Weights are updated iteratively using the learning rate and the calculated partial derivatives (gradients):
$$
W_{new} = W_{old} - \text{Learning Rate} \times \frac{\partial L}{\partial W}
$$
The core task is calculating the three required partial derivatives.

### B. Calculating $\frac{\partial L}{\partial W_{Output}}$

*   This derivative is the easiest to calculate because $W_{Output}$ is near the end of the forward propagation path.
*   The relationship is: $L \rightarrow \hat{Y} \rightarrow W_{Output}$.
*   Using the Chain Rule:
    $$
    \frac{\partial L}{\partial W_{Output}} = \frac{\partial L}{\partial \hat{Y}} \times \frac{\partial \hat{Y}}{\partial W_{Output}}
    $$
*   This involves simple differentiation of the Loss equation and the final output activation function.

### C. Calculating Derivatives for Recurrent Weights ($\frac{\partial L}{\partial W_I}$ and $\frac{\partial L}{\partial W_H}$)

Calculating the derivatives for the Input ($W_I$) and Hidden ($W_H$) weights is significantly more complex because **these weights are reused across every time step**.

#### 1. The Challenge of Unfolding

*   Because the RNN is **unfolded in time**, the relationship between the final Loss ($L$) and a recurrent weight ($W_I$ or $W_H$) involves **multiple separate computational paths**.
*   For a 3-word review, there are three distinct paths from $W_I$ to $L$ (one path for each time step where $W_I$ was used: $T=1, T=2, T=3$).
*   If the review had 10 words, there would be 10 separate paths, making manual calculation difficult.

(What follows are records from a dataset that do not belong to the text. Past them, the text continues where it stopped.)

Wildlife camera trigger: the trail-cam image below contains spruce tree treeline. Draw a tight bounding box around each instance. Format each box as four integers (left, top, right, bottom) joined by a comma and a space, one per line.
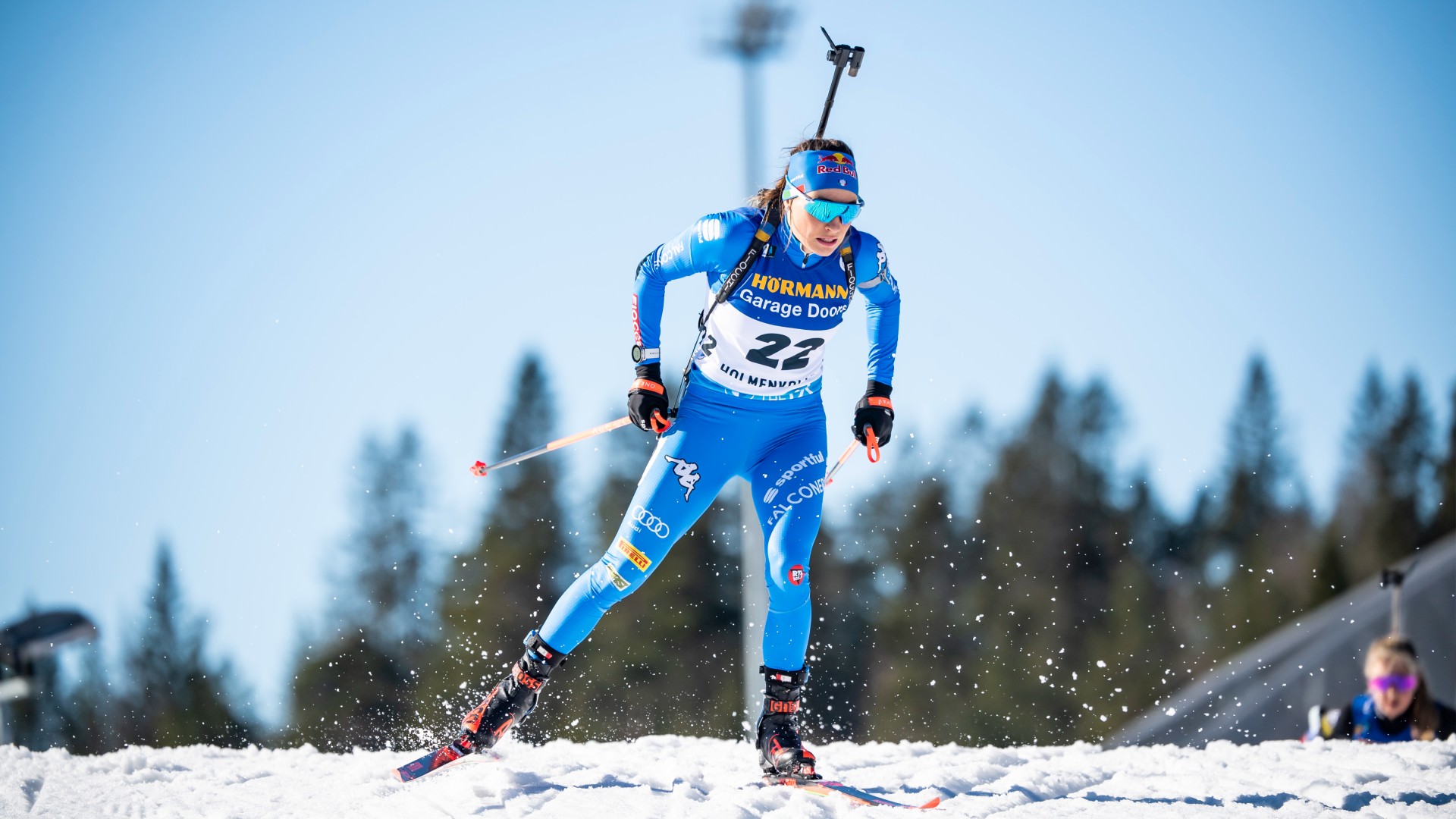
20, 356, 1456, 752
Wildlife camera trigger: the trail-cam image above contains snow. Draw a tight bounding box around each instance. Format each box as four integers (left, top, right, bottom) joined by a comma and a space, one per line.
0, 736, 1456, 819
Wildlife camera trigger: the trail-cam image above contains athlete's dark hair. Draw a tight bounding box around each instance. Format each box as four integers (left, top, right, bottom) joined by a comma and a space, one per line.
1366, 634, 1440, 739
748, 137, 855, 212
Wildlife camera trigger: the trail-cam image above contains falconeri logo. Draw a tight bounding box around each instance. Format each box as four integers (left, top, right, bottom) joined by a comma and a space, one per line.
663, 455, 701, 500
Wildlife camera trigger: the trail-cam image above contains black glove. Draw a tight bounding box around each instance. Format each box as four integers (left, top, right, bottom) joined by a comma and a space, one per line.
853, 381, 896, 446
628, 363, 673, 433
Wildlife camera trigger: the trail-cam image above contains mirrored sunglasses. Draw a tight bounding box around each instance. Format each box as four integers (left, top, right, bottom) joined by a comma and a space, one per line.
783, 184, 864, 224
1370, 673, 1420, 694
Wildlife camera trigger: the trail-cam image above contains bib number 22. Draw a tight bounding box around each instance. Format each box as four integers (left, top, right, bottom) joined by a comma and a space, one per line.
744, 332, 824, 370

#### 2. Calculating $\frac{\partial L}{\partial W_I}$ (Input Weight)

Since $W_I$ contributes to the loss at every time step, the final derivative is the **sum of the derivatives across all time steps** ($k$).

*   The relationship path is $L \rightarrow \hat{Y} \rightarrow O_k \rightarrow W_I$.
*   The derivative must be calculated by summing the contributions from each time step ($k=1$ to $N$, where $N$ is the total time steps):
    $$
    \frac{\partial L}{\partial W_I} = \sum_{k=1}^N \left( \frac{\partial L}{\partial \hat{Y}} \times \frac{\partial \hat{Y}}{\partial O_k} \times \frac{\partial O_k}{\partial W_I} \right)
    $$

#### 3. Calculating $\frac{\partial L}{\partial W_H}$ (Hidden Weight)

*   The calculation for $W_H$ is similarly complex.
*   $W_H$ is involved in the hidden state calculations ($O_k$) at every step.
*   The derivative must also be calculated by summing the contributions across all time steps, following the various paths (e.g., $L \rightarrow O_3$ directly via $W_H$, and indirectly via $O_2$ where $W_H$ was also used, etc.).

### D. Iterative Learning

Once all three derivatives ($\frac{\partial L}{\partial W_{Output}}$, $\frac{\partial L}{\partial W_I}$, and $\frac{\partial L}{\partial W_H}$) are successfully calculated:

1.  The gradient descent update step is applied, yielding new values for $W_I$, $W_H$, and $W_{Output}$.
2.  These new values are then used when processing the next piece of data (the second review, for example).
3.  This process of forward propagation, loss calculation, and backpropagation continues until the minimum loss value is achieved for the entire dataset.